I see. You can still do the same on an event to event basis by knowing which voice id the individual chords and rests have and checking their respective voice offset. This is done in the hundrum Kern format for example to check that different voices end up on the same time at a common event. In fact, I handle this exact problem in my event based parse tree.
I had a version of musicdiff that added into the diff a comparison of note offsets, but that's just wrong for a diff (and the results were fairly confusing). Imagine a text file diff that did a normal text comparison, but also compared the file offsets of characters.
I found that including a comparison of gap size after previous note (which was almost always zero) worked best.
I don't understand why this would be a problem to be honest. This concept doesn't really make sense for text and would be trivial (there is only one "voice" and each character is one character "long") but is intrinsic to the musical domain. Also keep in mind that you do this offset comparison anyway, just voice by voice. You would just switch to another ordering but do the same thing essentially. Like I said, I do this exact thing to parse my event based tree into musicxml. Gaps arise in this way if voices that contain chords/rests in the same event and should therefore end on the same time (prior to adding these chords/rest to the voice), do not.

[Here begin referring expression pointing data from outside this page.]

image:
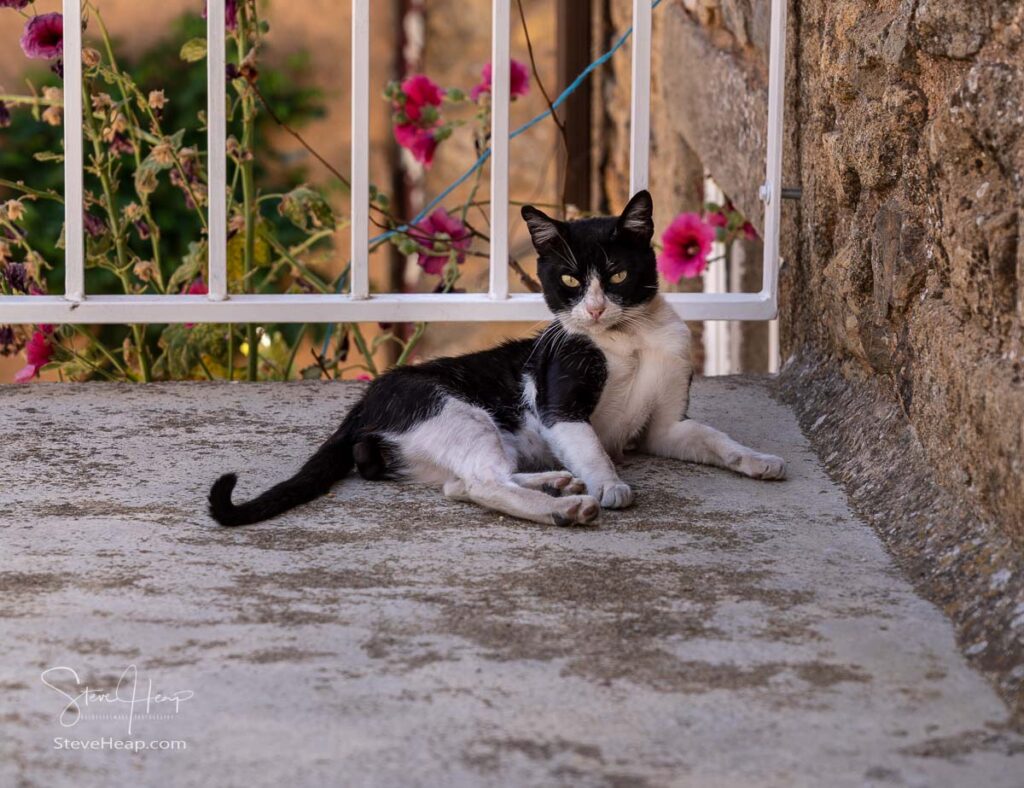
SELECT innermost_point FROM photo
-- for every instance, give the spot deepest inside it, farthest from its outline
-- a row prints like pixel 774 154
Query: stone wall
pixel 910 267
pixel 903 262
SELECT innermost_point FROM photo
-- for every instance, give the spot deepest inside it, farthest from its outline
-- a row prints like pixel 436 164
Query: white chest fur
pixel 648 367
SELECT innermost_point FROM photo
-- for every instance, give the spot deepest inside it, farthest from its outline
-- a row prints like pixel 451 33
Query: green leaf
pixel 190 266
pixel 306 209
pixel 194 50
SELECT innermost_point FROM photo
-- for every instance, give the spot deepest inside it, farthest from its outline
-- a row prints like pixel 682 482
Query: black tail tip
pixel 221 508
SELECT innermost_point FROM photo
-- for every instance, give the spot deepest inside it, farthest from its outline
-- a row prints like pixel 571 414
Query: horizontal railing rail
pixel 77 306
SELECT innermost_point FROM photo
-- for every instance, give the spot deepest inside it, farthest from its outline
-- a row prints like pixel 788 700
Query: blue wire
pixel 569 90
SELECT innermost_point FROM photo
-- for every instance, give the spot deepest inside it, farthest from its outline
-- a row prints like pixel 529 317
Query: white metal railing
pixel 358 305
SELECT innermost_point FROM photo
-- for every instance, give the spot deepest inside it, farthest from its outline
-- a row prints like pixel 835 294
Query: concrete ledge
pixel 722 631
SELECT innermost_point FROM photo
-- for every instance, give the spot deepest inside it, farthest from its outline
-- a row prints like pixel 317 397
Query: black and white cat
pixel 610 374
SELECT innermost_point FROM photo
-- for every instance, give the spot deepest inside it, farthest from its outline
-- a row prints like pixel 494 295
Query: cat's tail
pixel 331 464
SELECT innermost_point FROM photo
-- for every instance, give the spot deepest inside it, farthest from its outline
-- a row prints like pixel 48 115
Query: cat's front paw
pixel 576 510
pixel 614 494
pixel 766 467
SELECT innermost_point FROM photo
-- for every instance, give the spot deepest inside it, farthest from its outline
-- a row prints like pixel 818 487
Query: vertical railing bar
pixel 216 149
pixel 771 192
pixel 640 97
pixel 74 205
pixel 359 272
pixel 500 86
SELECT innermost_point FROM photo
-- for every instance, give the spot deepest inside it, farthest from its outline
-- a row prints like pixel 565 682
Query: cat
pixel 611 373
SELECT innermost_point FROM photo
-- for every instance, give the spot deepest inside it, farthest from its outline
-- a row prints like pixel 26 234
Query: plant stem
pixel 248 193
pixel 360 344
pixel 102 165
pixel 411 344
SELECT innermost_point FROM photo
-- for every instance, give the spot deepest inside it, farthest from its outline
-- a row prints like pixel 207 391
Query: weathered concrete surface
pixel 723 631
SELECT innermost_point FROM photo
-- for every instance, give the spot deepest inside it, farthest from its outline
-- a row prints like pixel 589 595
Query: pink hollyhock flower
pixel 518 81
pixel 686 244
pixel 198 288
pixel 43 37
pixel 717 219
pixel 419 141
pixel 420 91
pixel 38 353
pixel 442 227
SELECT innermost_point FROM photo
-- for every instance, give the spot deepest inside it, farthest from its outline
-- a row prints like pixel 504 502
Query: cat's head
pixel 596 272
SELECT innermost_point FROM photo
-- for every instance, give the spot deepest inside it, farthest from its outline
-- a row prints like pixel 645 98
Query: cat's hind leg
pixel 462 445
pixel 551 482
pixel 525 504
pixel 696 442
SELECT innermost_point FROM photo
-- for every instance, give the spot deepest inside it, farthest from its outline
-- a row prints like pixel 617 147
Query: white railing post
pixel 640 98
pixel 500 87
pixel 216 150
pixel 771 191
pixel 74 195
pixel 359 267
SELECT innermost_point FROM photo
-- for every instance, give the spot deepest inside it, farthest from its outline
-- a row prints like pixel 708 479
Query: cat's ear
pixel 637 222
pixel 543 229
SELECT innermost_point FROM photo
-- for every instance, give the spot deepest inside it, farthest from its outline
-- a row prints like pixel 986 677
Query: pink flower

In this case I assume the event to fall on the latest occuring offset which creates gaps in some of the "shorter" voices. In theory, this could also be resolved by changing a voice's elements duration though. I assume one should check the cost of all existing resolving strategies and take the minimal one.
I'm working on a prototype implementation to see how it might work. If it seems to work I'll point you at it to give it a go and see what you think. Thanks for all the discussion, it is very helpful.
Ok. Feel free to ask me. We can also have a short meeting if you want to. I also need the described function on my parse tree, maybe we can avoid developing/conceptualizing everything twice
Hello! I think a switch to a completely left-to-right comparison (without independent voice handling) would be not trivial, for the reason Greg wrote above: notes with partial overlapping would force another paradigm for comparison. The idea until now was to consider homophonic streams, that are completely defined by sequences of consecutive notes (or chords) and rests (or shifts) with their types which define their durations.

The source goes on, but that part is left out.